When I bit in I knew in an instant that it had to be a Boston Cream. Only these are made with my kind of ingredients —That’s why I’m fondly calling them “Boulder” Cream. They’re probably half the size of a Boston Cream, hence the “mini.” But these little guys will fill you up, making it hard to eat more than one or two.
I know lots of you will want to know if you can make these with eggs, and the answer is I don’t know—I haven’t tried. But I highly recommend you make them this way, even if you can eat eggs.
The secret ingredient is psyllium husk powder which comes from the fiber that covers the seed. I’ve never been able to get a dough that stretches like this with coconut flour and eggs or almond flour and eggs. The closest I’ve come is my bagels and cinnamon rolls, but even they don’t stretch quite like these. The texture is amazingly similar to, well… a Boston Cream doughnut
Hope you love them as much as we do!
Mini Boulder Cream Doughnuts
starch-free, egg-free, grain-free
Add to blender or food processor:
1/2 cup cooked butternut squash*
3/4 cup cashew milk
1/4 cup honey
2 tbsp ghee or Earth Balance Buttery Spread, soy-free, liquified (or oil of choice)
1 tbsp vanilla extract
1/2 tsp sea salt
1/4 tsp baking soda
1/8 tsp vanilla stevia
2 tbsp psyllium husk powder NOTE: I like to add the psyllium husk powder last, just before blending
Puree. Pour into mixing bowl.
1/2 cup coconut flour, sifted (to prevent clumps in the dough)
Mix with electric mixer.
Line a cookie sheet with unbleached parchment paper. Use a large ice cream scoop with a lever to get the dough. Pack it in and level it off. OR divide the dough into 8 balls if you don’t have a large ice cream scoop with a lever. Bake at 375 degrees for about 35 minutes. While they’re cooling make the frosting and cream filling.
*UPDATE: You may need to squeeze your butternut to remove some of the water or the dough will be too wet, and they won’t cook through.
Add to bowl:
1/2 cup melted coconut cream concentrate (from Tropical Traditions) NOTE: I think this coconut butter would also work, but I haven’t tested it yet. (I think if you use it you will need to add some coconut oil.) OR you could make my friend Lexie’s, if you want to make your own. That recipe is HERE.
2 tbsp honey
1 tsp vanilla extract
4 to 6 tbsp water as needed to thin
Mix the ingredients together, adding the water slowly. It’s ready when it looks like vanilla frosting. Taste and add vanilla stevia as desired. (I use about 15 drops)
Add to bowl:
1/4 cup melted coconut cream concentrate (from Tropical Traditions)
NOTE: I think this coconut butter would also work, but I haven’t tested it yet. (I think if you use it you will need to add some coconut oil.) OR you could make my friend Lexie’s, if you want to make your own. That recipe is HERE.
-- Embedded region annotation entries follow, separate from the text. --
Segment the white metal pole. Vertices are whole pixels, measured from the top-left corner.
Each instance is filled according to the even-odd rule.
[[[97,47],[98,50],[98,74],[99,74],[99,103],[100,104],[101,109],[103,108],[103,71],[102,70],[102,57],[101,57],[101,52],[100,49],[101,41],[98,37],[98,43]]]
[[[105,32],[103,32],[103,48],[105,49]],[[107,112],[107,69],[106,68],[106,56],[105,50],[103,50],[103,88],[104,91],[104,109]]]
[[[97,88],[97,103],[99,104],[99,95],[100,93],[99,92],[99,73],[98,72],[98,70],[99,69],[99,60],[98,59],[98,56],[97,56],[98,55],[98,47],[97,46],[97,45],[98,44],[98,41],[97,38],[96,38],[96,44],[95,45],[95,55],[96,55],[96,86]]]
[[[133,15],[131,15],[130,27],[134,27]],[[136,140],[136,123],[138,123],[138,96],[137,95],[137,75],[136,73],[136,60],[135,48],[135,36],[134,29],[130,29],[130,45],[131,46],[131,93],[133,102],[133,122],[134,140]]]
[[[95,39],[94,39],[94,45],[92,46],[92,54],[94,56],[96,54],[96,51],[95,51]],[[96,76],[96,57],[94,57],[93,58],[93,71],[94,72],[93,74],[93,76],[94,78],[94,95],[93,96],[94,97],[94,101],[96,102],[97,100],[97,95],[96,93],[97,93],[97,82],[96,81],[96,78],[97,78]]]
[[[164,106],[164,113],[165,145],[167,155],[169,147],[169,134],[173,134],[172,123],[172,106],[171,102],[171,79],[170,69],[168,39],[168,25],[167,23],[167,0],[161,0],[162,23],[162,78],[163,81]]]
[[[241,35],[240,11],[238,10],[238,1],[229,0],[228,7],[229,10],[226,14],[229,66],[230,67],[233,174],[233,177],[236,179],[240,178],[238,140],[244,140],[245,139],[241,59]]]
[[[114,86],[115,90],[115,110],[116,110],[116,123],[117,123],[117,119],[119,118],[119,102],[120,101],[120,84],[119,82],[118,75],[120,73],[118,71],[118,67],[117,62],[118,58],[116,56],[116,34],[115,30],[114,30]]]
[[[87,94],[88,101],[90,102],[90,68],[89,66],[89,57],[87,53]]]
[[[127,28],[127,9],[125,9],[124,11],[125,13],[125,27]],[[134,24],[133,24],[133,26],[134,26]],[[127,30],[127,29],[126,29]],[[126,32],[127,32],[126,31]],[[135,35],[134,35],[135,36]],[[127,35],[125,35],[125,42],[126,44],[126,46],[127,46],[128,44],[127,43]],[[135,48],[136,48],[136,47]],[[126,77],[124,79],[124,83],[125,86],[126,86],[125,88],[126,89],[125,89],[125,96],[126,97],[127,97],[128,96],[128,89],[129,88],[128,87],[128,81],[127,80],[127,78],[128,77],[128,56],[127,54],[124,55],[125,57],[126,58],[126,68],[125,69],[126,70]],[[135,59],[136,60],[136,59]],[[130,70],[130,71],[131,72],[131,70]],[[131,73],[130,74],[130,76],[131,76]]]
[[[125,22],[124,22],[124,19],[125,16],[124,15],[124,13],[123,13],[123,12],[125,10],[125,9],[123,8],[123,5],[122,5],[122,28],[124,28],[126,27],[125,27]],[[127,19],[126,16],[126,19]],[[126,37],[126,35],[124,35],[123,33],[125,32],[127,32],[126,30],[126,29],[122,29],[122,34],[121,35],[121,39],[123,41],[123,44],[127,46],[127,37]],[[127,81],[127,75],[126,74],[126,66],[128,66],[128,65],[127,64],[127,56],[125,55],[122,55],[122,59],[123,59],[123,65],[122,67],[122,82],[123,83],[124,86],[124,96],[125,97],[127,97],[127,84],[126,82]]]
1 tbsp raw cacao powder (or cocoa powder)
1 tbsp honey
1 tsp vanilla extract
about 2 to 4 tbsp water as needed to thin
Mix the ingredients together, adding the water slowly. It’s ready when it looks like chocolate frosting. Taste and add vanilla stevia as desired. (I use about 10 drops)
Take your cooled doughnuts and insert a paring knife into the side, being careful not to go all the way through. Move the knife from left to right inside the doughnut to make the space for the filling.
Add your cream filling to a piping bag or disposable plastic bag. Inset the tip into the doughnut and slowly fill the space you created with the coconut cream filling. Frost the top of each doughnut with the chocolate frosting.